City Council last week approved an amendment in which “project (or projects) shall be exempt from all Ripon Consolidated Fire District development impact fees and inspection fees, except where inspections are performed by a third party inspector.”

The vote tally was 4-1, with Councilman Leo Zuber casting the lone “no” vote.

Vice Mayor Elden ‘Red’ Nutt noted that the fire district agreed to adopt a similar fee reduction or waiver policy. “It’s clean, it’s simple and, one way or another, it’ll be easy for both entities to understand,” he said.

Nutt, Councilman Dean Uecker and City Attorney Tom Terpstra recently met with fire officials on Development Impact Fees.

The fire district, which is separate from the City, is building a $1.82 million substation on the northeast section of town and had requested the fee waiver for local facilities (water, parks, library, etc.), building and engineering (building permits, building plan checks and engineering) and other fees (school, fire, county facilities and habitant mitigation).

The total came out to over $77,000 in impact fees.

Just to back track, fire Chief Dennis Bitters took it upon himself to gladly waive similar-type fees to the City during construction of Ripon City Hall in 2006.

The fire district is the process of building a 6,000=square-foot facility at River Road and West Road as an “infrastructure rather than a growth project for the city,” Bitters recently said.

Once completed, the fire station will have living quarters, apparatus bays, a meeting room and a space to someday accommodate a police substation.

Zuber, meanwhile, supported the initial amendment in with the City would grant fee waivers on a case-by-case basis. “I think this one is better overall because it gives us flexibility,” he said.

Councilman Jake Parks had agreed that the case-by-case option appeared better because “it keeps our options open” and better on the long term.

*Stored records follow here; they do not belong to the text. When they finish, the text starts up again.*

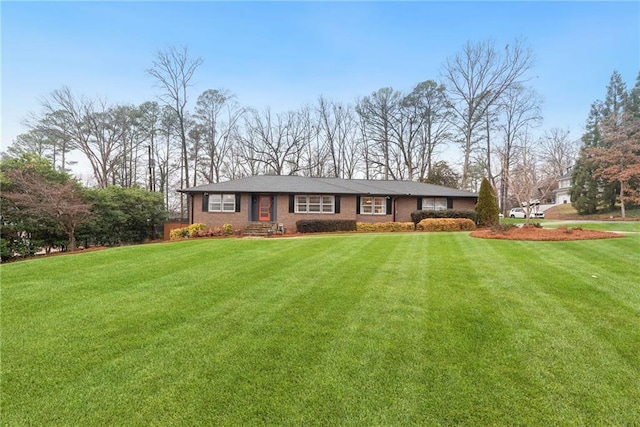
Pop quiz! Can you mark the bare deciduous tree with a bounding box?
[443,40,533,188]
[147,46,203,217]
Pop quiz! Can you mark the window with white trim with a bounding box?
[422,197,447,211]
[360,197,387,215]
[295,194,335,213]
[209,194,236,212]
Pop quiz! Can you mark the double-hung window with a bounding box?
[422,197,447,211]
[360,197,387,215]
[295,194,335,213]
[209,194,236,212]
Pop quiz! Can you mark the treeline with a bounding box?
[571,72,640,217]
[2,40,624,217]
[0,154,167,262]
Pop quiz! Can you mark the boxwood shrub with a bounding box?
[411,209,478,226]
[417,218,476,231]
[296,219,356,233]
[356,222,415,233]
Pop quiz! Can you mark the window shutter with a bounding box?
[202,193,209,212]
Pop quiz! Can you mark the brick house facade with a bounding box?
[181,176,477,233]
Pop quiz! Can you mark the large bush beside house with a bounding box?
[296,219,356,233]
[411,209,478,226]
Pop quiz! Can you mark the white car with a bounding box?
[509,208,544,219]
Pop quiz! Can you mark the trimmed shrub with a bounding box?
[169,227,189,240]
[356,222,416,233]
[476,178,500,227]
[491,223,517,234]
[188,222,207,237]
[191,227,224,237]
[411,209,478,226]
[296,219,356,233]
[417,218,476,231]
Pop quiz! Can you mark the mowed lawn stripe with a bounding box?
[2,233,640,425]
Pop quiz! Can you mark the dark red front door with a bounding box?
[258,196,271,221]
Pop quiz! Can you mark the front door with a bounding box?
[258,196,271,221]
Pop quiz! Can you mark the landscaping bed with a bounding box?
[471,225,624,241]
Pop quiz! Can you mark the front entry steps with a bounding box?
[244,221,277,237]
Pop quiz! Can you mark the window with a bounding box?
[209,194,236,212]
[360,197,387,215]
[295,194,335,213]
[422,197,447,211]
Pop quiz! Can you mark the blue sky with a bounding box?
[0,1,640,167]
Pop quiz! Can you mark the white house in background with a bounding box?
[555,168,572,205]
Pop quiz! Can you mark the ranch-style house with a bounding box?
[180,175,478,233]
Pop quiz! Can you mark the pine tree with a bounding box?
[571,71,640,215]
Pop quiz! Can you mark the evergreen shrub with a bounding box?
[296,219,356,233]
[476,178,500,227]
[417,218,476,231]
[411,209,478,226]
[356,222,416,233]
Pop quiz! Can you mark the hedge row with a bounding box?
[417,218,476,231]
[296,219,356,233]
[169,222,233,240]
[356,222,416,232]
[411,209,478,225]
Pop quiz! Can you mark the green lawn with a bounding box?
[0,233,640,426]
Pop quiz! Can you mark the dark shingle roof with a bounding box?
[180,175,478,197]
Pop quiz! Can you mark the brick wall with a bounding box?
[193,194,475,233]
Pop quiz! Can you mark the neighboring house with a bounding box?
[180,175,478,233]
[555,168,571,204]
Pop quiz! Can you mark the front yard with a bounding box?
[0,233,640,426]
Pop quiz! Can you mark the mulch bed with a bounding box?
[471,226,624,241]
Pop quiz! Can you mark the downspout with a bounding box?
[189,193,195,224]
[391,196,398,222]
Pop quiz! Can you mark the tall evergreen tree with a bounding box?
[571,71,628,214]
[476,178,500,227]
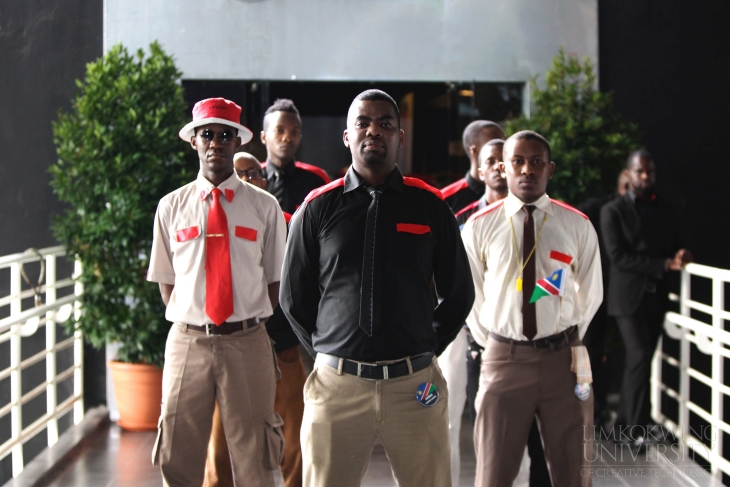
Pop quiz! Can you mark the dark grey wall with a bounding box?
[0,0,103,255]
[0,0,105,484]
[598,0,730,268]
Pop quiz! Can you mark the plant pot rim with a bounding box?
[106,360,162,371]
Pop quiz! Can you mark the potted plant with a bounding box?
[506,48,641,204]
[50,42,193,429]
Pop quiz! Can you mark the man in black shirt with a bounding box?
[281,90,474,487]
[261,98,330,214]
[601,151,693,446]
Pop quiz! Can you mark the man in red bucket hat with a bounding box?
[147,98,286,487]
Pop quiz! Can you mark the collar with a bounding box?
[343,166,404,193]
[266,159,296,179]
[195,171,241,203]
[464,172,485,194]
[504,193,553,218]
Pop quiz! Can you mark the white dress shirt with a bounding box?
[147,172,286,325]
[462,193,603,346]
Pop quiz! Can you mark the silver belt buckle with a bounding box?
[357,362,378,380]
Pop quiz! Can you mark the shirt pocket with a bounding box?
[229,225,262,266]
[175,225,200,243]
[233,225,259,242]
[395,223,431,235]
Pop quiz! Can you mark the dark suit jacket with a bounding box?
[601,193,681,316]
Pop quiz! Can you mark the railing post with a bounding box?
[74,260,84,424]
[677,270,692,455]
[710,278,725,481]
[10,262,23,477]
[46,255,58,446]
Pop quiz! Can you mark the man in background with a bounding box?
[441,120,505,213]
[203,152,306,487]
[261,98,330,215]
[601,150,692,446]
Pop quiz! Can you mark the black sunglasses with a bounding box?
[236,167,264,181]
[198,129,236,144]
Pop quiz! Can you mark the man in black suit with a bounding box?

He and Mayor Chuck Winn voted for the second option that came about from the two-by-two meeting held on March 18.

It was here that both parties agreed that the city and fire district would exempt each other from development impact and inspection fees.

Terpstra said that, on the legal side, both policies were OK.

“I have no preference, either way,” he said. “I don’t think staff has a problem either.”

The ordinance will come back to Council at an upcoming meeting for a first reading and introduction.